In [None]:
import os
import sys
import configparser
import datetime as dt
from collections import defaultdict
from datetime import datetime

from pyzotero import zotero

DATE_FMT = "%Y-%m-%dT%XZ"

# Settup flags
These variables should be updated before start

## Delete own attachments 
<a id='del-attach'></a>

Important when merging duplicate items. See explanations in 
[this cell](merge_duplicate_items.ipynb#del-attach).


## Delete Tags 

Zotero creates special tags to mark duplicates (`duplicate-citation-key`).
Set this to `True` to remove them in this [this cell](remove_duplicate_attachments.ipynb#tags).

In [None]:
DELETE_OWN_ATTACHMENTS = True

In [None]:
DELETE_TAGS = False  # @todo: check if this is necessary

# Load config

In [None]:
config_file = r"config.cfg"
if not os.path.exists(config_file):
    print(f"config file {config_file} does not exist!")
    sys.exit(0)
    
configFilePath = config_file 
configParser = configparser.RawConfigParser()
configParser.read(configFilePath)
library_id = int(configParser.get("zotero-config", "library_id"))
api_key = configParser.get("zotero-config", "api_key")
library_type = configParser.get("zotero-config", "library_type")

# Define functions

In [None]:
def date_added(item):
    return datetime.strptime(item["data"]["dateAdded"], DATE_FMT)

In [None]:
def attachment_is_pdf(_child):
    return (
        _child["data"]["itemType"] == "attachment"
        and _child["data"]["contentType"] == "application/pdf"
    )

In [None]:
def get_items_with_duplicate_pdf(_items):
    _items_duplicate_attach = []
    _pdf_attachments = defaultdict(list)
    for _item in _items:
        key = _item["key"]
        cs = zot.children(key)
        for c in cs:
            if attachment_is_pdf(c):
                _pdf_attachments[key].append(c["data"]["filename"])

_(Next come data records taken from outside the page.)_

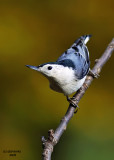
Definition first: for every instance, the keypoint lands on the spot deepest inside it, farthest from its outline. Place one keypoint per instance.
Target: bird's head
(53, 70)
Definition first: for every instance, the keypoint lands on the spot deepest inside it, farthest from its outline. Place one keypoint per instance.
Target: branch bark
(53, 137)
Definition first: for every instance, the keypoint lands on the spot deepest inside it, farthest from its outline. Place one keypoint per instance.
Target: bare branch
(53, 137)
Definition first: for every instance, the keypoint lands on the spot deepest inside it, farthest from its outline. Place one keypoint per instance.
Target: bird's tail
(83, 39)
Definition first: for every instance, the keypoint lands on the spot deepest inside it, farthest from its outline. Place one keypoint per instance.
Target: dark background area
(34, 32)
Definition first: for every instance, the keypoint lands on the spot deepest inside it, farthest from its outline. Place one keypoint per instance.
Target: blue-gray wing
(77, 54)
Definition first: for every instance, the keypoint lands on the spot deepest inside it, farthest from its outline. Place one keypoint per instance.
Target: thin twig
(53, 137)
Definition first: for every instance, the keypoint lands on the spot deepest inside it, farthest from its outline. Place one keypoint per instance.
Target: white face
(57, 72)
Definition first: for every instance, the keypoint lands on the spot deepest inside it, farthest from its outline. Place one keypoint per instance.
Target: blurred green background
(33, 32)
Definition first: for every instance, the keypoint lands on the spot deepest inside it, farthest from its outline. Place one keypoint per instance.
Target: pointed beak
(33, 67)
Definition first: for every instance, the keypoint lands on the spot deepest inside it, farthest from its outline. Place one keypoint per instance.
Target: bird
(68, 73)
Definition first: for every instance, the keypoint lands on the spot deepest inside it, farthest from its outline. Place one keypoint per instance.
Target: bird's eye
(50, 67)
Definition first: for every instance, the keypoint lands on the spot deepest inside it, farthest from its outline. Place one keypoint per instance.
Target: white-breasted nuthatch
(68, 73)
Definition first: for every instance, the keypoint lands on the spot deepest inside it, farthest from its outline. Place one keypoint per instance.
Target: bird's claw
(94, 75)
(72, 101)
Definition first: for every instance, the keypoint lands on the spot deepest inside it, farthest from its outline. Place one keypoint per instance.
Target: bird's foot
(94, 75)
(72, 101)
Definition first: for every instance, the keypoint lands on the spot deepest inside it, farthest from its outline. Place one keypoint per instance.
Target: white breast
(65, 81)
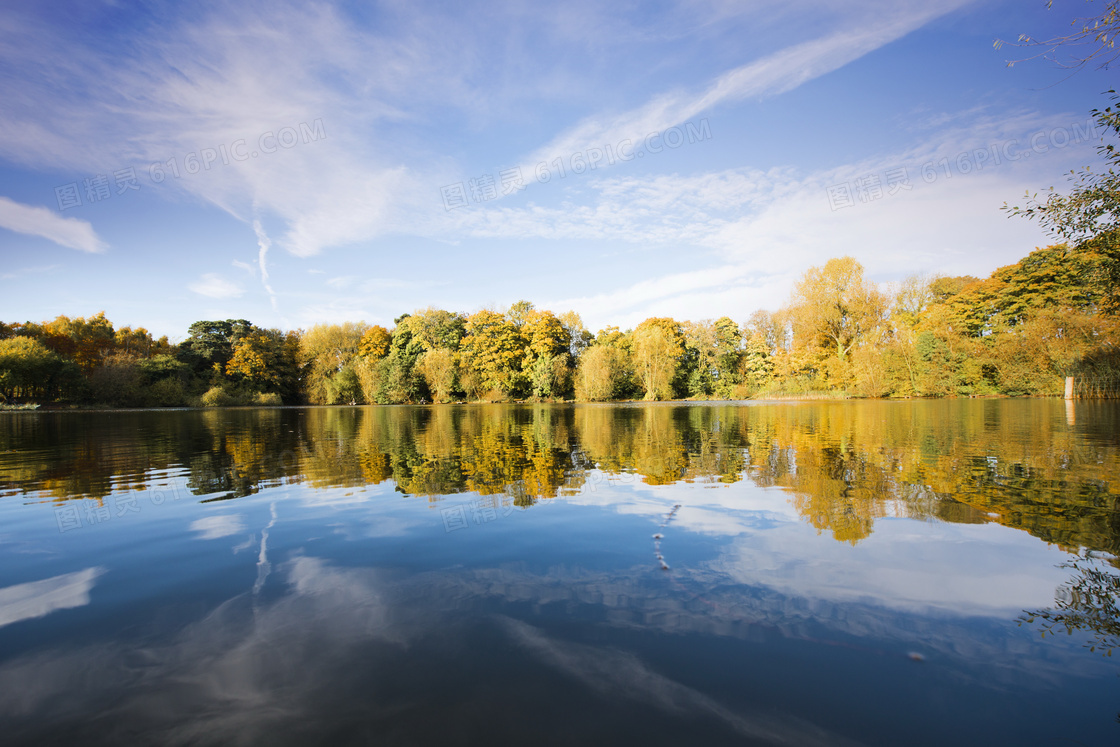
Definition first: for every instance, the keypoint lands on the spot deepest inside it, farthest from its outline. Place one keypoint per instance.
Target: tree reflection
(1088, 603)
(845, 465)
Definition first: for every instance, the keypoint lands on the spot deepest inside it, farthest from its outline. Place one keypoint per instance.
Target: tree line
(1018, 332)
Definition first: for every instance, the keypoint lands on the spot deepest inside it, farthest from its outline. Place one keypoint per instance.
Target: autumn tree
(659, 346)
(375, 343)
(602, 374)
(494, 348)
(30, 371)
(438, 367)
(327, 355)
(833, 308)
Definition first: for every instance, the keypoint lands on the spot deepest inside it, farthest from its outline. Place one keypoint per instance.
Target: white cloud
(214, 286)
(40, 598)
(748, 234)
(213, 528)
(42, 222)
(774, 74)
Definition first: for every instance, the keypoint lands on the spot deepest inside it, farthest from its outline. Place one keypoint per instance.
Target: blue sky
(300, 162)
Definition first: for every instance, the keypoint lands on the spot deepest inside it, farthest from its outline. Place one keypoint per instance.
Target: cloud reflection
(40, 598)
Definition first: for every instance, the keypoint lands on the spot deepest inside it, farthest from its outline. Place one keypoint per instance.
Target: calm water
(838, 573)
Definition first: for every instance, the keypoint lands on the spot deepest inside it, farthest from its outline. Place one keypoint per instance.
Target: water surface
(826, 573)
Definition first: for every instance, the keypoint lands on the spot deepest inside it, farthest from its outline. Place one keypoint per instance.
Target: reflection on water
(812, 573)
(1016, 463)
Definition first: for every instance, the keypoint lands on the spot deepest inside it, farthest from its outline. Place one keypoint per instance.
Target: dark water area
(922, 572)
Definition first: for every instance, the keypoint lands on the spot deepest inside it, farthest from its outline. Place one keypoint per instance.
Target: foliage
(1019, 332)
(658, 353)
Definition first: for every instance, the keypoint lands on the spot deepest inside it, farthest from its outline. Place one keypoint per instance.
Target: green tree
(30, 371)
(494, 348)
(1089, 214)
(328, 355)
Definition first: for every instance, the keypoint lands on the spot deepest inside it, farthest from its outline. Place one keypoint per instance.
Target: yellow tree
(437, 366)
(834, 308)
(254, 361)
(87, 341)
(327, 354)
(658, 348)
(600, 374)
(493, 347)
(375, 343)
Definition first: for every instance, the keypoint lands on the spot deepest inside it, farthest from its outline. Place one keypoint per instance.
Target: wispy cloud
(213, 528)
(214, 286)
(40, 598)
(42, 222)
(774, 74)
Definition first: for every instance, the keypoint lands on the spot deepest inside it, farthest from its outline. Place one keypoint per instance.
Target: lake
(920, 572)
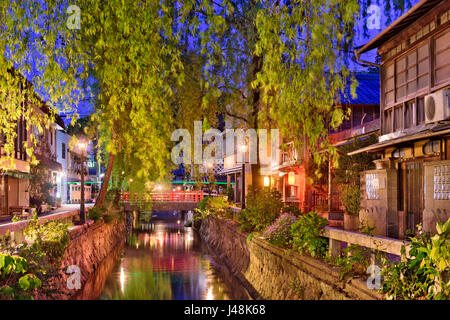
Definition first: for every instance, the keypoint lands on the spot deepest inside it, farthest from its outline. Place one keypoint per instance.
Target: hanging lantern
(291, 178)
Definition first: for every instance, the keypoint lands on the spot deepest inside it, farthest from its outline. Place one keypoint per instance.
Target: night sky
(85, 107)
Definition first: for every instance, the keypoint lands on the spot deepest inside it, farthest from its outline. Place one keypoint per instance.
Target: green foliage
(292, 209)
(15, 282)
(262, 208)
(249, 237)
(348, 168)
(96, 214)
(353, 261)
(52, 238)
(351, 198)
(279, 233)
(40, 186)
(425, 273)
(17, 218)
(230, 194)
(212, 206)
(306, 235)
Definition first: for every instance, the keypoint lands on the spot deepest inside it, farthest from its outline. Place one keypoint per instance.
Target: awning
(418, 136)
(237, 169)
(18, 175)
(49, 163)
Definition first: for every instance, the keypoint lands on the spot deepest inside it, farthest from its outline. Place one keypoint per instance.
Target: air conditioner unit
(437, 106)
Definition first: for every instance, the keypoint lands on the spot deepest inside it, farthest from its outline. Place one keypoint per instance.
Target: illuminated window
(398, 153)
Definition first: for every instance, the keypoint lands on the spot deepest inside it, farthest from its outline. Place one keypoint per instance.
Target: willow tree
(275, 63)
(130, 49)
(33, 59)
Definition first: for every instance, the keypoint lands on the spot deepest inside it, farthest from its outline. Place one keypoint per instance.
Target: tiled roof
(368, 90)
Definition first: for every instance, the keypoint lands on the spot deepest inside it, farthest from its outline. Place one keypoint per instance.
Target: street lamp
(209, 166)
(82, 147)
(243, 148)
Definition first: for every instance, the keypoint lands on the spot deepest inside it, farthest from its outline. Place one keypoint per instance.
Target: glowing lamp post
(291, 178)
(82, 147)
(243, 148)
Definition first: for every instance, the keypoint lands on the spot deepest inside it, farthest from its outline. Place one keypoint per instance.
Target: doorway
(414, 193)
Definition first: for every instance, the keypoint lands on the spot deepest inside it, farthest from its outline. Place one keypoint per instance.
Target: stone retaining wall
(269, 272)
(89, 246)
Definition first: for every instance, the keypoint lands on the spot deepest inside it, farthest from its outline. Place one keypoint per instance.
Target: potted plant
(351, 201)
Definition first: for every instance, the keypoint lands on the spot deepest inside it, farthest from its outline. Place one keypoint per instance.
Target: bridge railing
(169, 196)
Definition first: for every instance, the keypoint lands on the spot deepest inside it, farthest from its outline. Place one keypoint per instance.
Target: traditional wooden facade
(411, 183)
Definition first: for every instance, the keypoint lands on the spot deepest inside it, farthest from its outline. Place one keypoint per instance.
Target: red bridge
(163, 201)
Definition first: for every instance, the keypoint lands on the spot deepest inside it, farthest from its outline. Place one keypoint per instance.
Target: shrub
(292, 209)
(52, 238)
(214, 206)
(425, 273)
(15, 281)
(279, 233)
(306, 234)
(95, 214)
(354, 261)
(218, 205)
(350, 198)
(262, 208)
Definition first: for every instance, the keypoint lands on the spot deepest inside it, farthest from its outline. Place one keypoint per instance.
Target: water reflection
(165, 260)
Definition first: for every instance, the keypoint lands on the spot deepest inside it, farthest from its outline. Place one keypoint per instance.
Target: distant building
(411, 182)
(290, 175)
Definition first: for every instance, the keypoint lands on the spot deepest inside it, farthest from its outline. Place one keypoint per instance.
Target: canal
(163, 259)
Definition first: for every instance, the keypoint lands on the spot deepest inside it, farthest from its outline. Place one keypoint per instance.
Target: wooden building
(411, 182)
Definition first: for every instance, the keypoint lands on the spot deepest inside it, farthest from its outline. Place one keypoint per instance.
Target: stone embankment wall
(269, 272)
(89, 246)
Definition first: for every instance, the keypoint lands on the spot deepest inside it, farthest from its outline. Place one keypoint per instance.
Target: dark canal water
(163, 260)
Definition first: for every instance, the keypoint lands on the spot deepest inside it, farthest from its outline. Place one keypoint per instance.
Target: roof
(368, 90)
(431, 132)
(411, 16)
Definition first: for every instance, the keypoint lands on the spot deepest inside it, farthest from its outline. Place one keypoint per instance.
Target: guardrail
(383, 244)
(16, 229)
(170, 196)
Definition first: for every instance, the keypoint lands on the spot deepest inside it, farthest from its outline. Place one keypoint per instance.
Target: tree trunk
(105, 182)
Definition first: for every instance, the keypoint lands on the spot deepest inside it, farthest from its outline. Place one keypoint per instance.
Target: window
(420, 116)
(409, 114)
(63, 150)
(372, 186)
(398, 153)
(422, 67)
(357, 116)
(432, 147)
(442, 58)
(398, 115)
(387, 121)
(400, 78)
(388, 77)
(368, 114)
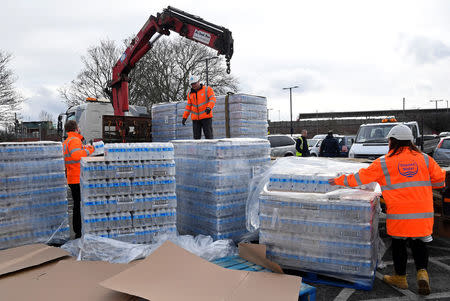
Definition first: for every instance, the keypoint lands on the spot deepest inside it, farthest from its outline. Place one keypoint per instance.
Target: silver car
(442, 152)
(281, 146)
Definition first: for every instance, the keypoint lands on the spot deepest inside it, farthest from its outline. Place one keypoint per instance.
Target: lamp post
(207, 62)
(436, 115)
(290, 99)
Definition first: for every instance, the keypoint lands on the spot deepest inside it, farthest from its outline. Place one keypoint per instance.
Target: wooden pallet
(307, 292)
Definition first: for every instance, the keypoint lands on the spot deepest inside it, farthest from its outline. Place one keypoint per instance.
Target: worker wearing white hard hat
(407, 177)
(200, 103)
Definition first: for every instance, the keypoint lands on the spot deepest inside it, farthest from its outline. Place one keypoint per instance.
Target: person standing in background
(73, 152)
(301, 145)
(407, 177)
(200, 103)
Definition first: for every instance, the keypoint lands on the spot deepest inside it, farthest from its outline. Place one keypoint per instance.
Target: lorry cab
(89, 117)
(371, 140)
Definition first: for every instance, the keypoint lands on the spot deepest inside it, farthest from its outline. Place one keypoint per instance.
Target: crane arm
(171, 19)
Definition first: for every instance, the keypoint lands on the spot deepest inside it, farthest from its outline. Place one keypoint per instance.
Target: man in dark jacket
(301, 145)
(329, 146)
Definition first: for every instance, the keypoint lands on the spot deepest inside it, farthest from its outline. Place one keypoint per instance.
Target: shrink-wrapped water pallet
(129, 195)
(212, 183)
(33, 194)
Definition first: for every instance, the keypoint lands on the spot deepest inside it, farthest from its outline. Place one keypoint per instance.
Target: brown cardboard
(16, 259)
(172, 273)
(257, 254)
(67, 280)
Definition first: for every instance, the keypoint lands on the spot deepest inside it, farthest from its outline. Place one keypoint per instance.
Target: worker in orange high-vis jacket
(200, 103)
(73, 152)
(406, 177)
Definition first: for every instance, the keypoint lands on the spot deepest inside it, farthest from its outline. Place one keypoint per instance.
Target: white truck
(89, 117)
(371, 141)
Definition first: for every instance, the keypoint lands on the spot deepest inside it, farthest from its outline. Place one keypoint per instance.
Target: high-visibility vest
(406, 181)
(73, 152)
(299, 154)
(197, 102)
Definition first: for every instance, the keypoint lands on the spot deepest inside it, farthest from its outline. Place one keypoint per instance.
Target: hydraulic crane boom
(187, 25)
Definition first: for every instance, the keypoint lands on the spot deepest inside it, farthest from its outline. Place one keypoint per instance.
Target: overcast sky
(344, 55)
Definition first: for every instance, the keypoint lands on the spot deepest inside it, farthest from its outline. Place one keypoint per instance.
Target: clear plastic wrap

        if len(_pdf_attachments[key]) > 1:
            _items_duplicate_attach.append(_item)

    return _items_duplicate_attach, _pdf_attachments

In [None]:
def retrieve_data():
    print("Retrieving Library...")
    zot = zotero.Zotero(library_id, library_type, api_key)
    lib_items = zot.everything(zot.top())
    T = dt.datetime.now()
    print(f"Done at {T.hour}:{T.minute}:{T.second}")
    return zot, lib_items

In [None]:
def get_items_by_doi_or_isbn(lib_items):
    items_by_doi_isbn = defaultdict(list)
    for item in lib_items:
        if "DOI" in item["data"]:
            items_by_doi_isbn[item["data"]["DOI"]].append(item)
        elif "ISBN" in item["data"]:
            items_by_doi_isbn[item["data"]["ISBN"]].append(item)
        
    return items_by_doi_isbn 

In [1]:
def log_delete(item):
    if "title" in item["data"].keys():
        ttt = f"{item['data']['title']}"
    else:
        ttt = ""

    print(
        f"""deleting ... 
    Key: {item['data']['key']}
    ItemType: {item['data']['itemType']}
    Title: {ttt}
    """
    )